Queer Places:
Pratt Institute, 200 Willoughby Ave, Brooklyn, NY 11205, Stati Uniti
173 Boulevard Saint-Germain, 75006 Paris, France
Place Saint-Sulpice, 75006 Paris, France
Patchin Place, Patchin Pl, New York, NY 10011, Stati Uniti

Djuna Barnes (June 12, 1892 – June 18, 1982) was an American writer and artist best known for her novel Nightwood (1936), a cult classic of lesbian fiction and an important work of modernist literature.[2]

In 1913, Barnes began her career as a freelance journalist and illustrator for the Brooklyn Daily Eagle.[3] By early 1914, Barnes was a highly sought feature reporter, interviewer, and illustrator whose work appeared in the city’s leading newspapers and periodicals.[4] Later, Barnes’ talent and connections with prominent Greenwich Village bohemians afforded her the opportunity to publish her prose, poems, illustrations, and one-act plays in both avant-garde literary journals and popular magazines, and publish an illustrated volume of poetry, The Book of Repulsive Women (1915).[4][5]

In 1921, a lucrative commission with McCall’s magazine took Barnes to Paris, where she lived for the next ten years.[4] In this period she published A Book (1923), a collection of poetry, plays, and short stories, which was later reissued, with the addition of three stories, as A Night Among the Horses (1929), Ladies Almanack (1928), and Ryder (1928).[6]

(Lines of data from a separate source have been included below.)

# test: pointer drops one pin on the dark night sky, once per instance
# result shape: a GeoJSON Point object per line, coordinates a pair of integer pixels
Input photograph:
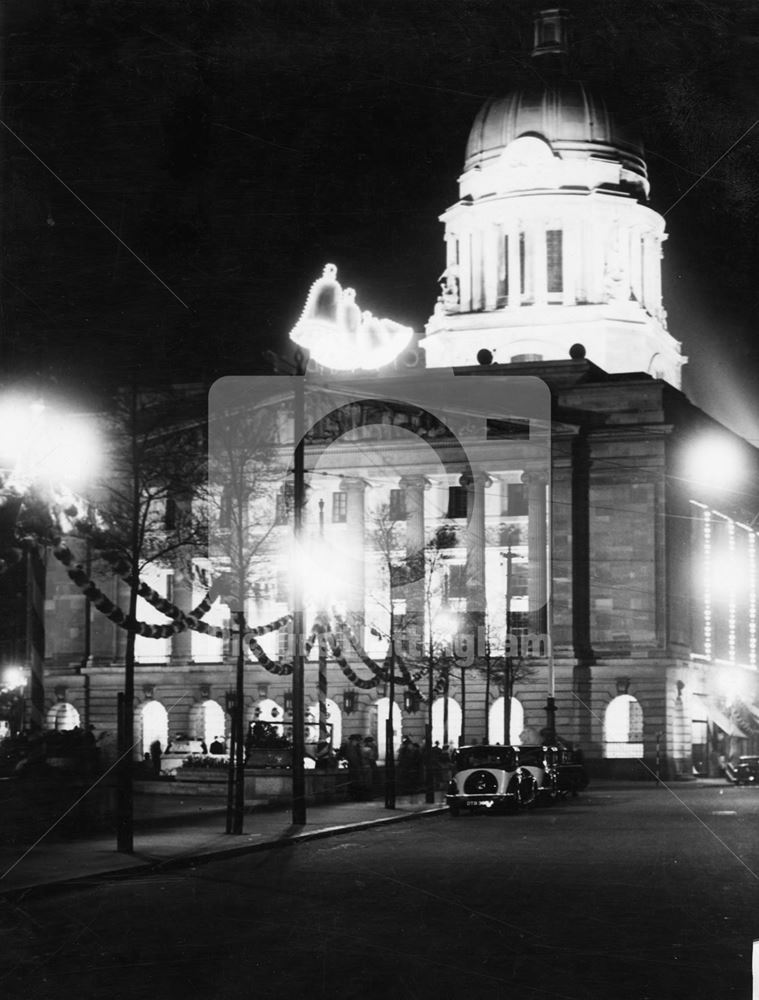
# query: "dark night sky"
{"type": "Point", "coordinates": [236, 146]}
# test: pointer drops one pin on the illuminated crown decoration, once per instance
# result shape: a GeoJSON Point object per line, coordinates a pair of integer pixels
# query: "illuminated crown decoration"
{"type": "Point", "coordinates": [339, 335]}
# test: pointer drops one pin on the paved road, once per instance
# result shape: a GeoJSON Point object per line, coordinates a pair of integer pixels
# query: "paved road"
{"type": "Point", "coordinates": [639, 894]}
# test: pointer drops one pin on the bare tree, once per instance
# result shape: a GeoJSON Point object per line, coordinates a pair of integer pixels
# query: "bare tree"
{"type": "Point", "coordinates": [142, 514]}
{"type": "Point", "coordinates": [247, 497]}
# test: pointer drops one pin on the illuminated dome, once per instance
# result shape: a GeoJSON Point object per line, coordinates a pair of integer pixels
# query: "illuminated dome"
{"type": "Point", "coordinates": [574, 123]}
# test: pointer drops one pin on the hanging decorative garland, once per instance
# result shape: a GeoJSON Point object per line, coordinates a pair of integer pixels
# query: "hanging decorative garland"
{"type": "Point", "coordinates": [281, 669]}
{"type": "Point", "coordinates": [351, 675]}
{"type": "Point", "coordinates": [383, 672]}
{"type": "Point", "coordinates": [106, 607]}
{"type": "Point", "coordinates": [122, 568]}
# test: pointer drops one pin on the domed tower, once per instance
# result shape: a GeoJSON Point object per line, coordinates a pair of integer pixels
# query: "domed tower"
{"type": "Point", "coordinates": [551, 242]}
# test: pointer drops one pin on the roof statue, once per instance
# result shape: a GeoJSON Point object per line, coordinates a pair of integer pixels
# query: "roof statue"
{"type": "Point", "coordinates": [341, 336]}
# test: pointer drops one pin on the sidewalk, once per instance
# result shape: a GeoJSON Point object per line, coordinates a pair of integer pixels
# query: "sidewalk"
{"type": "Point", "coordinates": [187, 833]}
{"type": "Point", "coordinates": [174, 832]}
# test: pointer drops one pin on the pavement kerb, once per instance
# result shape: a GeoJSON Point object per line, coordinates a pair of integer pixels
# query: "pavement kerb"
{"type": "Point", "coordinates": [191, 860]}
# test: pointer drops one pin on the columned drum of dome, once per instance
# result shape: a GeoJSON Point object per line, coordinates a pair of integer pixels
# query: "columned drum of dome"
{"type": "Point", "coordinates": [552, 242]}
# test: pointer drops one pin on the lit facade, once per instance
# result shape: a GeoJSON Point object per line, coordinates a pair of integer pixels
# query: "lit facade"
{"type": "Point", "coordinates": [644, 576]}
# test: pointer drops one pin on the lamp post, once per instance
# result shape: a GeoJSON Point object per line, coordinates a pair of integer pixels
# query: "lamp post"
{"type": "Point", "coordinates": [299, 497]}
{"type": "Point", "coordinates": [39, 451]}
{"type": "Point", "coordinates": [12, 688]}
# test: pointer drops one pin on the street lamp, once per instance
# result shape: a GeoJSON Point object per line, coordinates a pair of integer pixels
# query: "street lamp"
{"type": "Point", "coordinates": [12, 688]}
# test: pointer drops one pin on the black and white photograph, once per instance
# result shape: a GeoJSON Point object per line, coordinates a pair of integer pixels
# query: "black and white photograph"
{"type": "Point", "coordinates": [379, 499]}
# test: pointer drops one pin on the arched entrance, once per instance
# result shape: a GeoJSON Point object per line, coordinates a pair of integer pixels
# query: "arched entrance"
{"type": "Point", "coordinates": [446, 734]}
{"type": "Point", "coordinates": [62, 716]}
{"type": "Point", "coordinates": [623, 728]}
{"type": "Point", "coordinates": [495, 722]}
{"type": "Point", "coordinates": [153, 721]}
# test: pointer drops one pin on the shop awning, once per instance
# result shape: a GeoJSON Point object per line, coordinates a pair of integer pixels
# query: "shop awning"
{"type": "Point", "coordinates": [718, 717]}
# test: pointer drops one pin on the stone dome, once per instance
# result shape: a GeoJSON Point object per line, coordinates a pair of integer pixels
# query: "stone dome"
{"type": "Point", "coordinates": [575, 123]}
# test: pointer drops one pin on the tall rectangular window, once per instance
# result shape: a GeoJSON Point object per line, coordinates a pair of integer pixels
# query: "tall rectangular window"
{"type": "Point", "coordinates": [554, 261]}
{"type": "Point", "coordinates": [457, 501]}
{"type": "Point", "coordinates": [339, 508]}
{"type": "Point", "coordinates": [397, 505]}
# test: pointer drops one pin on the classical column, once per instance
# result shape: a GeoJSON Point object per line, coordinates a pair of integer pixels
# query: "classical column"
{"type": "Point", "coordinates": [537, 553]}
{"type": "Point", "coordinates": [465, 271]}
{"type": "Point", "coordinates": [490, 258]}
{"type": "Point", "coordinates": [515, 278]}
{"type": "Point", "coordinates": [571, 257]}
{"type": "Point", "coordinates": [636, 262]}
{"type": "Point", "coordinates": [539, 264]}
{"type": "Point", "coordinates": [413, 492]}
{"type": "Point", "coordinates": [475, 544]}
{"type": "Point", "coordinates": [354, 548]}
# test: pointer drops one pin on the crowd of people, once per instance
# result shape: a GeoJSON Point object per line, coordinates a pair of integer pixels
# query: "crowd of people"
{"type": "Point", "coordinates": [359, 756]}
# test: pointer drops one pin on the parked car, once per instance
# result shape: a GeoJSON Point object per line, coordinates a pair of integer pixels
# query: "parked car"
{"type": "Point", "coordinates": [501, 777]}
{"type": "Point", "coordinates": [745, 771]}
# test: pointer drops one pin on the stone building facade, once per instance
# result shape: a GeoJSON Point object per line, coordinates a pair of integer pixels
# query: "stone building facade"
{"type": "Point", "coordinates": [641, 571]}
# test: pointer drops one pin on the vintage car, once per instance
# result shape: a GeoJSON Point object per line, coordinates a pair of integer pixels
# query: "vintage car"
{"type": "Point", "coordinates": [744, 771]}
{"type": "Point", "coordinates": [501, 777]}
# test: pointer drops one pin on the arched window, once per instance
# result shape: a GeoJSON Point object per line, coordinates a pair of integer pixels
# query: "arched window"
{"type": "Point", "coordinates": [62, 716]}
{"type": "Point", "coordinates": [212, 722]}
{"type": "Point", "coordinates": [154, 725]}
{"type": "Point", "coordinates": [334, 722]}
{"type": "Point", "coordinates": [441, 733]}
{"type": "Point", "coordinates": [383, 708]}
{"type": "Point", "coordinates": [623, 727]}
{"type": "Point", "coordinates": [495, 722]}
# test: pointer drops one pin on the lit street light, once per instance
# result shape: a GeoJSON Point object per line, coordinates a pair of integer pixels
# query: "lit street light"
{"type": "Point", "coordinates": [42, 454]}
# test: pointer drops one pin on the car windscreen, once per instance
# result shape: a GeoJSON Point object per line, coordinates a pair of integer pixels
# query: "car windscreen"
{"type": "Point", "coordinates": [470, 757]}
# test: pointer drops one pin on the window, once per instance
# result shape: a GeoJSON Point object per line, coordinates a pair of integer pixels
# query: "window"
{"type": "Point", "coordinates": [155, 725]}
{"type": "Point", "coordinates": [457, 581]}
{"type": "Point", "coordinates": [514, 499]}
{"type": "Point", "coordinates": [339, 508]}
{"type": "Point", "coordinates": [623, 727]}
{"type": "Point", "coordinates": [496, 721]}
{"type": "Point", "coordinates": [554, 261]}
{"type": "Point", "coordinates": [397, 505]}
{"type": "Point", "coordinates": [457, 501]}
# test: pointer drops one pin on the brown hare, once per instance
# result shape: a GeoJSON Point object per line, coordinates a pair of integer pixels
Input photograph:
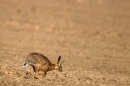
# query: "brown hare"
{"type": "Point", "coordinates": [40, 62]}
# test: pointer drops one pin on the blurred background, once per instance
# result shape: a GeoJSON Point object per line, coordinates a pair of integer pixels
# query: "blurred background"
{"type": "Point", "coordinates": [90, 35]}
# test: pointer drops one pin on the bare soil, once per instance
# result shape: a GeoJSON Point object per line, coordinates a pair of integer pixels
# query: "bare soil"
{"type": "Point", "coordinates": [92, 36]}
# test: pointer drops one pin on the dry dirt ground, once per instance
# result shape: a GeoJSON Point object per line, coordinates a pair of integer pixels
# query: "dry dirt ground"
{"type": "Point", "coordinates": [92, 36]}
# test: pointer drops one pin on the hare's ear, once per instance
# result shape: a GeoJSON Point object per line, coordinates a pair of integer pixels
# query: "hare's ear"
{"type": "Point", "coordinates": [58, 59]}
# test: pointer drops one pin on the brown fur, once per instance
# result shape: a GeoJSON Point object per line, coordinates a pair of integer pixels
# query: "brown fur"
{"type": "Point", "coordinates": [40, 62]}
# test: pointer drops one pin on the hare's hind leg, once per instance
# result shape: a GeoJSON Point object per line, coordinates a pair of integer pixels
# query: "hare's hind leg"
{"type": "Point", "coordinates": [36, 75]}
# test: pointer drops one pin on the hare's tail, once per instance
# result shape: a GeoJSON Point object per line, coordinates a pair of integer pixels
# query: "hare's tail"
{"type": "Point", "coordinates": [25, 64]}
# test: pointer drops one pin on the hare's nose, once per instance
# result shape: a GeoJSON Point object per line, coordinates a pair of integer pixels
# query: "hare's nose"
{"type": "Point", "coordinates": [25, 64]}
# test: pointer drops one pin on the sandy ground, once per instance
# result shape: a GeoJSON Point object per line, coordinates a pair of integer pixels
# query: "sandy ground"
{"type": "Point", "coordinates": [92, 36]}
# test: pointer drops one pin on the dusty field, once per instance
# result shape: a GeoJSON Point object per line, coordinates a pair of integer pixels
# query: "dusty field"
{"type": "Point", "coordinates": [92, 36]}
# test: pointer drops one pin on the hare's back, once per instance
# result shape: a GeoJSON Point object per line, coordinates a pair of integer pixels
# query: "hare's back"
{"type": "Point", "coordinates": [34, 58]}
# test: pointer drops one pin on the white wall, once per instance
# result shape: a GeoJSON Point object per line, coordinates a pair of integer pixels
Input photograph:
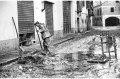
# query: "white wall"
{"type": "Point", "coordinates": [38, 14]}
{"type": "Point", "coordinates": [8, 9]}
{"type": "Point", "coordinates": [58, 15]}
{"type": "Point", "coordinates": [74, 16]}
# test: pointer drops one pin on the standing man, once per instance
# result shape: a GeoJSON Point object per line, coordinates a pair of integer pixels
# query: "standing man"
{"type": "Point", "coordinates": [45, 35]}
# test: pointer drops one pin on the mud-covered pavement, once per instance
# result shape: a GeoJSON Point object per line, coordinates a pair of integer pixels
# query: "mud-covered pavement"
{"type": "Point", "coordinates": [70, 62]}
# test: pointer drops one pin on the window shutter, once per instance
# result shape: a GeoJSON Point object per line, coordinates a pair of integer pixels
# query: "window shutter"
{"type": "Point", "coordinates": [25, 17]}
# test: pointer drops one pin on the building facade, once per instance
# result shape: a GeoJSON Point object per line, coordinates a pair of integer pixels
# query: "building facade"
{"type": "Point", "coordinates": [60, 17]}
{"type": "Point", "coordinates": [107, 14]}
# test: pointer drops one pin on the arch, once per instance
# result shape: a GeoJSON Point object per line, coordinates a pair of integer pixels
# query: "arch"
{"type": "Point", "coordinates": [112, 21]}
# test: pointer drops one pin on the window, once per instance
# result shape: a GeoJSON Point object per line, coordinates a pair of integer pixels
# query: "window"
{"type": "Point", "coordinates": [112, 9]}
{"type": "Point", "coordinates": [117, 1]}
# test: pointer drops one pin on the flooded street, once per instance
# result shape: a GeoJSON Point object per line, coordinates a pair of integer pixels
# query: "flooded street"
{"type": "Point", "coordinates": [71, 61]}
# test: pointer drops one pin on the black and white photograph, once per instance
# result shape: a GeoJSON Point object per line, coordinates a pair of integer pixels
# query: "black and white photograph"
{"type": "Point", "coordinates": [59, 39]}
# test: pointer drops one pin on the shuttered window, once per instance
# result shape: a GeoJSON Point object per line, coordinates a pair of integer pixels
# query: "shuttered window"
{"type": "Point", "coordinates": [25, 17]}
{"type": "Point", "coordinates": [66, 17]}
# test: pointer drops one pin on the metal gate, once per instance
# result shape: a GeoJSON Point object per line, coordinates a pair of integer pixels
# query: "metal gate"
{"type": "Point", "coordinates": [66, 17]}
{"type": "Point", "coordinates": [49, 16]}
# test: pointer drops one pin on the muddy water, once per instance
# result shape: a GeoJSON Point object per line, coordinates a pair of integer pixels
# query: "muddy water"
{"type": "Point", "coordinates": [72, 65]}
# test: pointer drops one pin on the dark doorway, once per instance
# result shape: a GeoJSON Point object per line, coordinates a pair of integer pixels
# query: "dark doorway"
{"type": "Point", "coordinates": [78, 25]}
{"type": "Point", "coordinates": [112, 21]}
{"type": "Point", "coordinates": [49, 16]}
{"type": "Point", "coordinates": [66, 17]}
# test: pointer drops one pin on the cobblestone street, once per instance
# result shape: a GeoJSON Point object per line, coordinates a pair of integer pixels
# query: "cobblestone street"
{"type": "Point", "coordinates": [70, 61]}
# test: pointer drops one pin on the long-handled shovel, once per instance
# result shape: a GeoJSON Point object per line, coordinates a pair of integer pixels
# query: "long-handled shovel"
{"type": "Point", "coordinates": [20, 49]}
{"type": "Point", "coordinates": [38, 38]}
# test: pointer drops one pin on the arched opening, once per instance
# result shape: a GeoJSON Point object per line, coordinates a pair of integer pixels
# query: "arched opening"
{"type": "Point", "coordinates": [112, 21]}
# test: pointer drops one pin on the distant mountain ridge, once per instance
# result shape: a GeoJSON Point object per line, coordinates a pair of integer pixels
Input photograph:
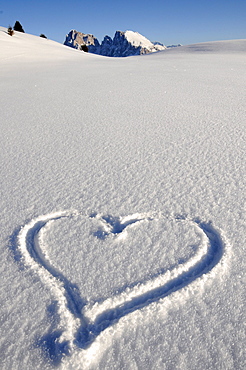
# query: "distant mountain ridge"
{"type": "Point", "coordinates": [123, 44]}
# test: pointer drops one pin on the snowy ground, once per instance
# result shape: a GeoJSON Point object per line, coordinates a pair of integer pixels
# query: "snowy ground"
{"type": "Point", "coordinates": [122, 207]}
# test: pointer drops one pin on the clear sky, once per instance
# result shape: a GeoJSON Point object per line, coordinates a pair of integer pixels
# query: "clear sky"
{"type": "Point", "coordinates": [166, 21]}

During the 1930s, Barnes spent time in England, Paris, New York, and North Africa.[7] It was during this restless time that she wrote and published Nightwood. In October 1939, after nearly two decades living mostly in Europe, Barnes returned to New York.[8] She published her last major work, the verse play The Antiphon, in 1958, and she died in her apartment at Patchin Place, Greenwich Village in June 1982.[9][10]

The most important relationship of Barnes' Paris years was with the artist Thelma Wood. Wood was a Kansas native who had come to Paris to become a sculptor, but at Barnes' suggestion took up silverpoint instead, producing drawings of animals and plants that one critic compared to Henri Rousseau. By the winter of 1922 they had set up housekeeping together in a flat on the Boulevard Saint-Germain.[40] Another close friendship that developed during this time was with the Dada artist Baroness Elsa von Freytag-Loringhoven, with whom Barnes began an intensive correspondence in 1923.[41] “Where Wood gave Barnes a doll as a gift to represent their symbolic love child, the Baroness proposed an erotic marriage whose love-child would be their book.”[42] From Paris, Barnes supported the Baroness in Berlin with money, clothing, and magazines. She also collected the Baroness’s poems and letters.